WEATHER + EXPERT = WXPERT

The Hottest Place on Earth

two green cactus plants at daytime
Photo by Yigithan Bal on Pexels.com

Air temperature is measured about 6 feet above the ground in a ventilated shelter that is painted white. This method allows the temperature “in the shade” of air passing through the shelter.

Using this process Death Valley, CA is known as the hottest place on Earth due to the Furnace Creek, CA temperature of 134.1°F (56.7°C) recorded on July 10, 1913.

That’s air temperature, ground surface temperatures are a different beast.

Over the past 20 years NASA has been using satellites equipped with a Moderate Resolution Imaging Spectroradiometer (MODIS) to measure the infrared heat emitted by surfaces like dirt, rocks, etc. to see how hot they get. You’ve certainly experienced touching really hot surfaces during a sunny day (think metal car door). Radiation from the sun mercilessly heats these objects on sunny days.

Using the MODIS data there are two places that have leaped to the top of the surface heat heap; the Lut Desert in Iran, and the Sonoran Desert along the U.S.-Mexico border where temperatures have reached 177.4°F (80.8°C).

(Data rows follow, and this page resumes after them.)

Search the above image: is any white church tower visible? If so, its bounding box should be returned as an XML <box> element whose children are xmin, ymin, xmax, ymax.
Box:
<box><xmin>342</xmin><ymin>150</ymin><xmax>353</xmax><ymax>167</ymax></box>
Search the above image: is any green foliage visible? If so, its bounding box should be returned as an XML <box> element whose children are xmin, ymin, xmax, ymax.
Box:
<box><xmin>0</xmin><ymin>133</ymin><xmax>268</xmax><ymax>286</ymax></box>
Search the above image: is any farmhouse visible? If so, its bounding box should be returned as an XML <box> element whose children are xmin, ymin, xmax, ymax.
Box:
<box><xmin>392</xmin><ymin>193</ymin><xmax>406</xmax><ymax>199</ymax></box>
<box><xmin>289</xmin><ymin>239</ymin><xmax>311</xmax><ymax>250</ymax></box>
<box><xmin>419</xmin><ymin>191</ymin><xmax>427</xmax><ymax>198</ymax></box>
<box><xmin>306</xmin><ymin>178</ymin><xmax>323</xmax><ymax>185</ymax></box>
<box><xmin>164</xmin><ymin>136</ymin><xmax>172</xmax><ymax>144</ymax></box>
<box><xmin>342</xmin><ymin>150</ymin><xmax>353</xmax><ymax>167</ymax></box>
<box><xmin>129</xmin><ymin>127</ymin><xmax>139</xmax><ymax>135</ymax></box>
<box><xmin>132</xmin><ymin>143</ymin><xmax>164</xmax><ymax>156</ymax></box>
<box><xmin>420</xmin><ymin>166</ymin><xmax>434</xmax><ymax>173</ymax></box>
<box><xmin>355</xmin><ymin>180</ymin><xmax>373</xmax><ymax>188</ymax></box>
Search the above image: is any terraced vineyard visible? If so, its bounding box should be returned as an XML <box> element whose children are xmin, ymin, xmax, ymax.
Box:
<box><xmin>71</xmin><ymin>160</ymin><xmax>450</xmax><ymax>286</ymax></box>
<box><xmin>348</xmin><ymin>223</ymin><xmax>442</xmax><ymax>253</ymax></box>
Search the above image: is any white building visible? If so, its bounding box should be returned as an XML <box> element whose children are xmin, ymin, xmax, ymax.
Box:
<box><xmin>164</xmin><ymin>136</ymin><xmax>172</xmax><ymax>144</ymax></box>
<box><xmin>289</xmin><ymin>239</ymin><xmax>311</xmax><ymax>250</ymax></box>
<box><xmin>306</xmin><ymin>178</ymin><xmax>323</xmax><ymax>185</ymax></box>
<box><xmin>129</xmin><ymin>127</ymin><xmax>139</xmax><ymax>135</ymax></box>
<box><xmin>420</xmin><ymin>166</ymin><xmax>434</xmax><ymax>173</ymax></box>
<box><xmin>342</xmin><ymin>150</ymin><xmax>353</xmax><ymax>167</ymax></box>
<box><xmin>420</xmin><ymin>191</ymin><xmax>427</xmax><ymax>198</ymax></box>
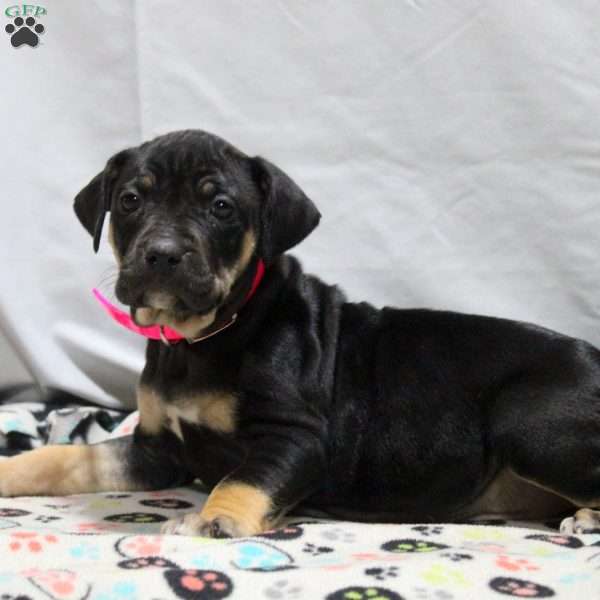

The Lut Desert has a larger area with these scorching surface temperatures and is now considered to be the “Hottest Place on Earth”.

Lut Desert, Iran

Lut Desert, Iran

In this Month’s Bulletin of the American Meteorological Society researcher Yunxia Zhao of the University of California, Irvine reveals other mind-bending facts about temperatures here on planet Earth:

The biggest temperature swing in a single day : 147.3°F (81.8°C), from –10.7°F (–23.7°C) to 136.6°F (58.1°C) on July 20, 2006 in China’s Qaidam Basin, a crescent-shaped depression hemmed in by mountains on the Tibetan Plateau.

Qaidam Basin, China

And the coldest place? No shocker here; with a satellite reading of -167.6°F (-110.9°) recorded in 2016 Antarctica reigns supreme.